Spark - Random Number Generation

30,922

Solution 1

The reason why the same sequence is repeated is that the random generator is created and initialized with a seed before the data is partitioned. Each partition then starts from the same random seed. Maybe not the most efficient way to do it, but the following should work:

val myClass = new MyClass()
val M = 3

for (m <- 1 to M) {
  val newDF = sqlContext.createDataFrame(myDF
    .map{ 
       val rand = scala.util.Random
       row => RowFactory
      .create(row.getString(0),
        myClass.myMethod(row.getString(2), rand.nextDouble())
    }, myDF.schema)
}

Solution 2

Just use the SQL function rand:

import org.apache.spark.sql.functions._

//df: org.apache.spark.sql.DataFrame = [key: int]

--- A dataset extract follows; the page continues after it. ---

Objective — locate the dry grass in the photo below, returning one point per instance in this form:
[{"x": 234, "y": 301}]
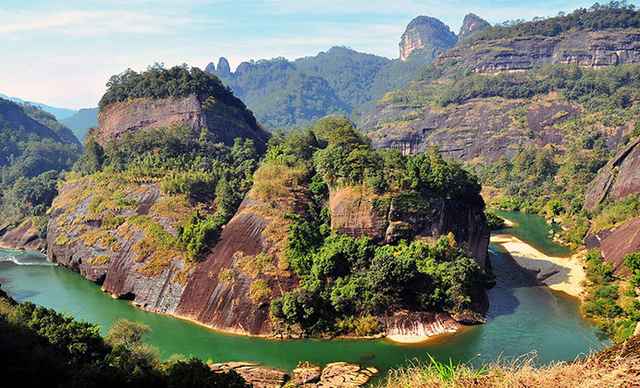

df.select($"key", rand() as "rand").show
+---+-------------------+
|key|               rand|
+---+-------------------+
|  1| 0.8635073400704648|
|  2| 0.6870153659986652|
|  3|0.18998048357873532|
+---+-------------------+


df.select($"key", rand() as "rand").show
+---+------------------+
|key|              rand|
+---+------------------+
|  1|0.3422484248879837|
|  2|0.2301384925817671|
|  3|0.6959421970071372|
+---+------------------+

Solution 3

According to this post, the best solution is not to put the new scala.util.Random inside the map, nor completely outside (ie. in the driver code), but in an intermediate mapPartitionsWithIndex:

import scala.util.Random
val myAppSeed = 91234
val newRDD = myRDD.mapPartitionsWithIndex { (indx, iter) =>
   val rand = new scala.util.Random(indx+myAppSeed)
   iter.map(x => (x, Array.fill(10)(rand.nextDouble)))
}

Solution 4

Using Spark Dataset API, perhaps for use in an accumulator:

df.withColumn("_n", substring(rand(),3,4).cast("bigint"))
Share:
30,922
Brian
Author by

Brian

Updated on July 09, 2022

Comments

  • Brian
    Brian almost 2 years

    I have written a method that must consider a random number to simulate a Bernoulli distribution. I am using random.nextDouble to generate a number between 0 and 1 then making my decision based on that value given my probability parameter.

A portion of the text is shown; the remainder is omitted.